In a number of studies, it has been assumed that the biodiesel production from algal oil should be conducted using the same approach as for vegetable oil. This requires the drying of the algal biomass to 90% solids by mass (Sazdanoff 2006; Lardon et al., 2009; Batan et al., 2010; Yang et al., 2011). Typically, belt or drum drying is used, with energy provided by natural gas. This may represent the major or a significant portion of the energy demand of the process. Sander and Murthy (2010) estimated that 89% of the energy requirement of their “well-to-pump,” raceway — based algal biodiesel system was required for drying the intermediate product prior to conversion to biodiesel, using a natural gas powered dryer. Razon and Tan (2011) attributed 48% of their energy requirement (310 MJ per tonne biodiesel) to drying, following production of 1 kg FAME and 1.5 m3 biogas using a raceway pond. Drying of the biomass is only feasible where natural resources (e. g., solar drying) can be used while preventing lipid oxidation (Lardon et al., 2009).

Furthermore, the requirement of cell disruption for product recovery has also been considered. Razon and Tan (2011) demonstrated that the energy input to the bead mill for disruption of Haematococcus pluvialis formed the greatest contribution to the process energy required (>30%). Stephenson et al. (2010) estimated cell dis­ruption by high-pressure homogenization to account for approximately 5 GJ tonne-1 biodiesel formed and 320 kg CO2 eq tonne-1 biodiesel in GWP. The need for cell disruption is a function of both the flowsheet selected and the algal species.

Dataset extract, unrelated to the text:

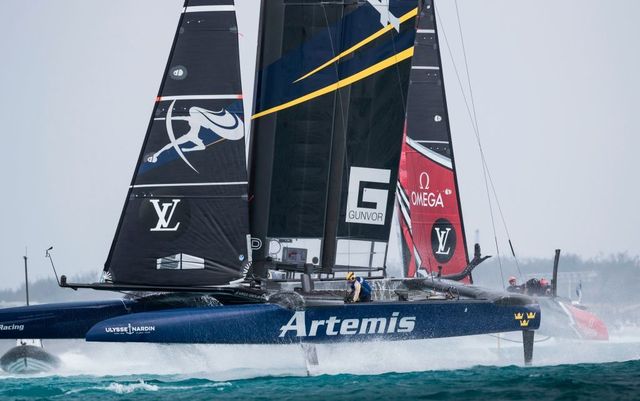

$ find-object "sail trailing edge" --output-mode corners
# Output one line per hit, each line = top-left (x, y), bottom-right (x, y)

In a comparison of the hypothetical wet and dry processing routes for the trans­esterification to biodiesel, the benefit of developing an effective wet processing route for which a discrete cell disruption step and rigorous drying are not essential is clearly demonstrated (Lardon et al., 2009). The energy requirement was reduced to 70% to 75% of the dry processing route while the energy recoverable through further processing of the oil cake increased by 67% to 115%. Overall, the additional energy recoverable was 0.6 to 1.1 MJ per 1 MJ biodiesel. Direct esterification in the presence of water has been demonstrated under analytical conditions (Griffiths et al., 2010) and requires further optimization for large-scale use.